Uses docker to build packages compatible with Lambda service

Cron expressions syntax

cron(Minutes Hours Day-of-month Month Day-of-week Year)

All fields are required and time zone is UTC only.

Field Values Wildcards
Minutes 0-59 , - * /
Hours 0-23 , - * /
Day-of-month 1-31 , - * ? / L W
Month 1-12 or JAN-DEC , - * /
Day-of-week 1-7 or SUN-SAT , - * ? / L #
Year 192199 , - * /

In below example, we use cron syntax to define schedule event that will trigger our cronHandler function every second minute every Monday through Friday

functions:
  cronHandler:
    handler: handler.run
    events:
      - schedule: cron(0/2 * ? * MON-FRI *)
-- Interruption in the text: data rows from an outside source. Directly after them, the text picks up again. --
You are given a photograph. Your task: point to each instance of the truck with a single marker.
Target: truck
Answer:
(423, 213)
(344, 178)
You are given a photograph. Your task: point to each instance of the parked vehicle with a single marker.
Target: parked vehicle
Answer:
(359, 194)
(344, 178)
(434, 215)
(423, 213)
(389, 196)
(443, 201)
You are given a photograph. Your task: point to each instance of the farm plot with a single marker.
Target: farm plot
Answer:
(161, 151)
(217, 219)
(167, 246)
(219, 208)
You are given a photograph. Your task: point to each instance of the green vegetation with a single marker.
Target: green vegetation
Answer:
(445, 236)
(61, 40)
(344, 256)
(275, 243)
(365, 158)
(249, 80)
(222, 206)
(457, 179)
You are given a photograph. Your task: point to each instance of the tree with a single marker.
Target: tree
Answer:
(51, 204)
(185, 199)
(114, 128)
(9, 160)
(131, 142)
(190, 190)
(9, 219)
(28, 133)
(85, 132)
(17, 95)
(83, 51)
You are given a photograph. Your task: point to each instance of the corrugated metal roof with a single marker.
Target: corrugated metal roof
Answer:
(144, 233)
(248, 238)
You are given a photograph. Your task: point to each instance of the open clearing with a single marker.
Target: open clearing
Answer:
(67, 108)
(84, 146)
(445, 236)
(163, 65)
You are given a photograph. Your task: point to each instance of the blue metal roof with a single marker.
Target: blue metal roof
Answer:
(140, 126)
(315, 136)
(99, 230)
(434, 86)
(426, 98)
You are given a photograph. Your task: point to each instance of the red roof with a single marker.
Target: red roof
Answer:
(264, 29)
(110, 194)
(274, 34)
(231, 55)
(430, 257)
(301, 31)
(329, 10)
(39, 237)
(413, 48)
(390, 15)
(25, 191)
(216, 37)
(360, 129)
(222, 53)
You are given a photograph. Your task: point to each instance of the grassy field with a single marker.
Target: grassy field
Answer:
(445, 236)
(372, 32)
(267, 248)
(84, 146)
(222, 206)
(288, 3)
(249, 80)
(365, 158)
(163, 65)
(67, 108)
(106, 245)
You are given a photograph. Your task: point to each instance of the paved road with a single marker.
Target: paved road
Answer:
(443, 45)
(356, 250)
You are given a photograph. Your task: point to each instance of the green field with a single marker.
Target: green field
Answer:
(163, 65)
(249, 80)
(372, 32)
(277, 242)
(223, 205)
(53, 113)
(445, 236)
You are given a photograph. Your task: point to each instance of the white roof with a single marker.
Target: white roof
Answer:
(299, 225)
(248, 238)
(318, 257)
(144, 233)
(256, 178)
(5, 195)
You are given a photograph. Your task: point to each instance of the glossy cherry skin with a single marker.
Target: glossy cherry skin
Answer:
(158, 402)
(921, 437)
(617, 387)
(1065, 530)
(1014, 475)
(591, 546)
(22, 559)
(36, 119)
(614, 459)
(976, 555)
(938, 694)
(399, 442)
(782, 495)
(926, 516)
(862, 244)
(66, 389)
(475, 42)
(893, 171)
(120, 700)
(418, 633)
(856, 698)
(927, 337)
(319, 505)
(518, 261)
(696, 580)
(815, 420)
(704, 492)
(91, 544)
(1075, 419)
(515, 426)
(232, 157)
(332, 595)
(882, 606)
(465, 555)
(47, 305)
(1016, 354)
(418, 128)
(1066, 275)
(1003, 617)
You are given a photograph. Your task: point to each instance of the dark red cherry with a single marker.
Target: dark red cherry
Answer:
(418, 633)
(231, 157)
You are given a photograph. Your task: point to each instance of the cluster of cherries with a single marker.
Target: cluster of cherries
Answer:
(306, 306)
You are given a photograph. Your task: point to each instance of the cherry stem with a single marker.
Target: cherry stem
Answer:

Detailed information about cron expressions in available in official AWS docs.

Usage

Deployment

This example is made to work with the Serverless Framework dashboard, which includes advanced features such as CI/CD, monitoring, metrics, etc.

In order to deploy with dashboard, you need to first login with:

serverless login

and then perform deployment with:

serverless deploy

After running deploy, you should see output similar to:

Deploying aws-python-scheduled-cron-project to stage dev (us-east-1)

✔ Service deployed to stack aws-python-scheduled-cron-project-dev (205s)

functions:
  rateHandler: aws-python-scheduled-cron-project-dev-rateHandler (2.9 kB)
  cronHandler: aws-python-scheduled-cron-project-dev-cronHandler (2.9 kB)

There is no additional step required. Your defined schedules becomes active right away after deployment.

Local invocation

In order to test out your functions locally, you can invoke them with the following command:

serverless invoke local --function rateHandler

After invocation, you should see output similar to:

INFO:handler:Your cron function aws-python-scheduled-cron-dev-rateHandler ran at 15:02:43.203145

Bundling dependencies

In case you would like to include 3rd party dependencies, you will need to use a plugin called serverless-python-requirements. You can set it up by running the following command:

serverless plugin install -n serverless-python-requirements

Running the above will automatically add serverless-python-requirements to plugins section in your serverless.yml file and add it as a devDependency to package.json file. The package.json file will be automatically created if it doesn't exist beforehand. Now you will be able to add your dependencies to requirements.txt file (Pipfile and pyproject.toml is also supported but requires additional configuration) and they will be automatically injected to Lambda package during build process. For more details about the plugin's configuration, please refer to official documentation.